The nurses came to gown me up at 15:35 and I walked down to the prep room to theatre where I met my aneasthetist (Dr P) who according to one of my nurses is the best, due to him monitoring brain waves for pain and administering accordingly. I certainly found it to be a reasonably comfortable experience.
At 1725 I was roused from dreams of pastures and sheep! I couldn’t focus my eyes to start with and my legs felt strange, as if they were alternating between cramping and releasing. After a while I realised that it was pressure wraps being inflated and released on each of my legs, to prevent embolisms. I was given paracetamol via IV to help with the pain, but when it became evident that it wasn’t working I was given morphine, ondansetron (anti emetic, that means anti nausea) and cyclizine (anti nausea, vomiting and dizziness) as well. Because I was cold, they covered me in heated blankets – lovely.
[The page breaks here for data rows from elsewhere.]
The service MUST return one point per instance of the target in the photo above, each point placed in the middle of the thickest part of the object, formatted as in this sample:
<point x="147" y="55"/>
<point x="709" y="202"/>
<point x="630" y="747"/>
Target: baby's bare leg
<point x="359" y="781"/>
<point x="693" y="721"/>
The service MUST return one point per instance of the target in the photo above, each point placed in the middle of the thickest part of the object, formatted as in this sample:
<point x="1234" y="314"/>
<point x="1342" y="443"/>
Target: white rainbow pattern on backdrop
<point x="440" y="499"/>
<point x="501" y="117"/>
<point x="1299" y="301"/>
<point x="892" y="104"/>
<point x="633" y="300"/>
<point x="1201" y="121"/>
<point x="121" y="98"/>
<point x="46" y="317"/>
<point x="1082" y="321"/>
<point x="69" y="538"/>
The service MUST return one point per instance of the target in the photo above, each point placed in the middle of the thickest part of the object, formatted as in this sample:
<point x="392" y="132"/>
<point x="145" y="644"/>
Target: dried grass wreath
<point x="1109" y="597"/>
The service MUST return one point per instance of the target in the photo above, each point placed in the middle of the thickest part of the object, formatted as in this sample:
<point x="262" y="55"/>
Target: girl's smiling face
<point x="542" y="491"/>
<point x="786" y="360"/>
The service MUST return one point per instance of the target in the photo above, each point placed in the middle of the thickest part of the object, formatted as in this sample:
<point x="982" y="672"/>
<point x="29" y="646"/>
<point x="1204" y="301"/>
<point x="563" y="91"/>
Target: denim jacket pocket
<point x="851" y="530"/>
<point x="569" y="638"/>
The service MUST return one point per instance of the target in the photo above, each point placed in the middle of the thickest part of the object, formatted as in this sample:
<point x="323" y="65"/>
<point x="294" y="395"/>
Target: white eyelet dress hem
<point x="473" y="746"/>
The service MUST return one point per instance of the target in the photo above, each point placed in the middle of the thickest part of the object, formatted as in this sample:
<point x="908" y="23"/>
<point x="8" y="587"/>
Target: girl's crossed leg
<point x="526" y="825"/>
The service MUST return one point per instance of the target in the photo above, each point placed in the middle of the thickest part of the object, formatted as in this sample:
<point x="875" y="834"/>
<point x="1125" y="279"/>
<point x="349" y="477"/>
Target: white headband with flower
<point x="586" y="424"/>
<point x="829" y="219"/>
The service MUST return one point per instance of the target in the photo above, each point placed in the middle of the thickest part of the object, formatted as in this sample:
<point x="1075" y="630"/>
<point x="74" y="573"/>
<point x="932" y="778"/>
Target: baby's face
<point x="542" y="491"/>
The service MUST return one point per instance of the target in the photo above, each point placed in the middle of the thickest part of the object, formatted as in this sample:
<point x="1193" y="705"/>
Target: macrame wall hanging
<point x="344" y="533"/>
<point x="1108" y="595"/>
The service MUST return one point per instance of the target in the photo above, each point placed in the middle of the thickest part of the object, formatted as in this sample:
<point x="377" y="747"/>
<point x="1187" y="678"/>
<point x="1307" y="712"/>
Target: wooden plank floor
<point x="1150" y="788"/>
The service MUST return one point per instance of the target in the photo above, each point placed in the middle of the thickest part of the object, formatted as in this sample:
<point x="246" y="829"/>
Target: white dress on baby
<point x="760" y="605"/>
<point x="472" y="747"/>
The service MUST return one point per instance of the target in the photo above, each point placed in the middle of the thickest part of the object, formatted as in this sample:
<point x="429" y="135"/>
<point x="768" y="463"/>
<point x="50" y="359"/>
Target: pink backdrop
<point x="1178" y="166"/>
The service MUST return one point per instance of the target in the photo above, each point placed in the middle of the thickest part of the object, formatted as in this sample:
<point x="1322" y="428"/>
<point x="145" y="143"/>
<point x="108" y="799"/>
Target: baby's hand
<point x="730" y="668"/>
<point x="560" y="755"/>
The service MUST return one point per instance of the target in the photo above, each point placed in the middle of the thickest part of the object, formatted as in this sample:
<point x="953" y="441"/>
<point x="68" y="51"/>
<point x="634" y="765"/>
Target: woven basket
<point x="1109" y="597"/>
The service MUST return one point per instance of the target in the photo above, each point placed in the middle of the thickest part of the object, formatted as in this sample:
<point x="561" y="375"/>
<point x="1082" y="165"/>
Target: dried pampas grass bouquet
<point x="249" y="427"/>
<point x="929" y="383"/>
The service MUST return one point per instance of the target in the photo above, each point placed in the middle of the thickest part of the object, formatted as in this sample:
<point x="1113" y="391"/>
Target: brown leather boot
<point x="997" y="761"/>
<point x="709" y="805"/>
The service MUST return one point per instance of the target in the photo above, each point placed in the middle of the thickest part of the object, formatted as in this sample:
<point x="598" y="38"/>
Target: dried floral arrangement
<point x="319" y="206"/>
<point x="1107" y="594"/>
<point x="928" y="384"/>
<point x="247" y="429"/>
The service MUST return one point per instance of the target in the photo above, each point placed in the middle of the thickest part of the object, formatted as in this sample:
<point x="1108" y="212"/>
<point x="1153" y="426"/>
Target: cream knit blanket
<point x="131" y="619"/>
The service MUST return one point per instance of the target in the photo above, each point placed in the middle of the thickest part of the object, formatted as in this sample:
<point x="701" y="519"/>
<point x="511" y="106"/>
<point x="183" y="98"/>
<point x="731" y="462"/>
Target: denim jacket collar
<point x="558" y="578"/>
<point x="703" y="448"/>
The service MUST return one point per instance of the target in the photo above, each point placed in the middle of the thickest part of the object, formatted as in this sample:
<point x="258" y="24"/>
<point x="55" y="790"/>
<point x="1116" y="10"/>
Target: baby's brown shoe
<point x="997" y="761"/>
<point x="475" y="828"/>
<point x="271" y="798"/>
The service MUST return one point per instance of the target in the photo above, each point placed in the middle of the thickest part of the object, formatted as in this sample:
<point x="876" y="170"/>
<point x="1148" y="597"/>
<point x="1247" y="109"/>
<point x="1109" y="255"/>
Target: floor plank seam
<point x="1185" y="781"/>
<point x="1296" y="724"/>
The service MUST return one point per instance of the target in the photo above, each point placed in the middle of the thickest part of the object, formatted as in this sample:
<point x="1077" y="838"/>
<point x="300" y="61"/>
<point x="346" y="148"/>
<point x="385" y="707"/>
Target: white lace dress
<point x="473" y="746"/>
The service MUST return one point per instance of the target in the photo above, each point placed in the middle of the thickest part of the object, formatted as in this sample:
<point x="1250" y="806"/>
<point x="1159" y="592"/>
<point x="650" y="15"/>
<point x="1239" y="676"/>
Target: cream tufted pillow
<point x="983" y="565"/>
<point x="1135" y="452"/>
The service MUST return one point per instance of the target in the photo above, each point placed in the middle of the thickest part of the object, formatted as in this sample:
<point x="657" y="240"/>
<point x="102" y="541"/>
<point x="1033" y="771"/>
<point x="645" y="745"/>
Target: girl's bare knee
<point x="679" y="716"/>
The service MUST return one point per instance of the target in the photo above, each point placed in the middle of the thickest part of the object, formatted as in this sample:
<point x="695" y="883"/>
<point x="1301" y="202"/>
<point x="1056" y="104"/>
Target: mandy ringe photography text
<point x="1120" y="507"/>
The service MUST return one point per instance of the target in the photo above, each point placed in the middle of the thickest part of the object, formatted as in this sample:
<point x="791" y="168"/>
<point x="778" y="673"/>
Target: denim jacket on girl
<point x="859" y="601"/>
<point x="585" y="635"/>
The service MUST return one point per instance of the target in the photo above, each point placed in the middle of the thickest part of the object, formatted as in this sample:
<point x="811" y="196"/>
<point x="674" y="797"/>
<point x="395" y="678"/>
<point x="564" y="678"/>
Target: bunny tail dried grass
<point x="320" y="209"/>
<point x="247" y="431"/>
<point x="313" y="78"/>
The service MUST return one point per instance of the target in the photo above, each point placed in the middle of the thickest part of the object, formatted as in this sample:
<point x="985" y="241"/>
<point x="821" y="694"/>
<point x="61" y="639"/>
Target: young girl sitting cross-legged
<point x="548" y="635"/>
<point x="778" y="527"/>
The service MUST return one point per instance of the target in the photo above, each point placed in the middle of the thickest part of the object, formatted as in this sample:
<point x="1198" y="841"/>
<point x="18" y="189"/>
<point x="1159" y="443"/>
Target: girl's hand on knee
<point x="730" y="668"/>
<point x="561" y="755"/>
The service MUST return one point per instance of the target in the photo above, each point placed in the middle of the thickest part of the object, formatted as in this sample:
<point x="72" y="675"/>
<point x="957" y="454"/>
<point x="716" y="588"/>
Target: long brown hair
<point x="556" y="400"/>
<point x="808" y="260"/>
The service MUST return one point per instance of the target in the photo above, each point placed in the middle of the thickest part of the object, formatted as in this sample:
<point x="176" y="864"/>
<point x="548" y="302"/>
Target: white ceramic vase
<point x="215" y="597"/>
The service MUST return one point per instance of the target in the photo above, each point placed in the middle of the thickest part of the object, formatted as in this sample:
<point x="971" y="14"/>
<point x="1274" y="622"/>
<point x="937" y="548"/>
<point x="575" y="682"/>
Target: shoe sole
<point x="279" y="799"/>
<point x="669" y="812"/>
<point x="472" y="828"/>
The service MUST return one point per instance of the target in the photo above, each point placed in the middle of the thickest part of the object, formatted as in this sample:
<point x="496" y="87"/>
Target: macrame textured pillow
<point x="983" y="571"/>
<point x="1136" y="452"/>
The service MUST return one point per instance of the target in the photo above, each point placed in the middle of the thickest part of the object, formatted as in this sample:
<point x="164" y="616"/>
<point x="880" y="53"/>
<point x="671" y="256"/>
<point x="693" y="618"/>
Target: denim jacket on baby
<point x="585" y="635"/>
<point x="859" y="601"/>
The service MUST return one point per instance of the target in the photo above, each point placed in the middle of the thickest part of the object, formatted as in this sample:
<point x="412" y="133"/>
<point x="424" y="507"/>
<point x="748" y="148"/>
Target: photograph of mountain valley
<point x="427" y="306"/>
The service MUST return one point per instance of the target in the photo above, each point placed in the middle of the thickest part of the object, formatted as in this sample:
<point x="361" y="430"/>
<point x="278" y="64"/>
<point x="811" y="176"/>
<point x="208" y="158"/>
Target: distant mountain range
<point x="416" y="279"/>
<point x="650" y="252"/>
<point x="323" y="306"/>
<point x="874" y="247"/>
Much later a nurse injected Dalteparin into my thigh, because my abdomen (where it was supposed to be administered) was not accessible due to the very rubbery elastic-like wrappings there. Dalteparin is used to thin the blood to prevent DVT occuring.
Dr P visited me in the morning to check how I was. Which I thought was extremely nice of him.
The next morning I also had a visit from the surgeon (Miss M) who was happy with the results and advised me to keep the tapes in place until my clinic visit in 3 weeks time (when they would be removed). The rubberised elastic-like wrappings were peeled off me (ow!) and I was told that I needed to start wearing my magic pants.
And then time for me to return home … Yes?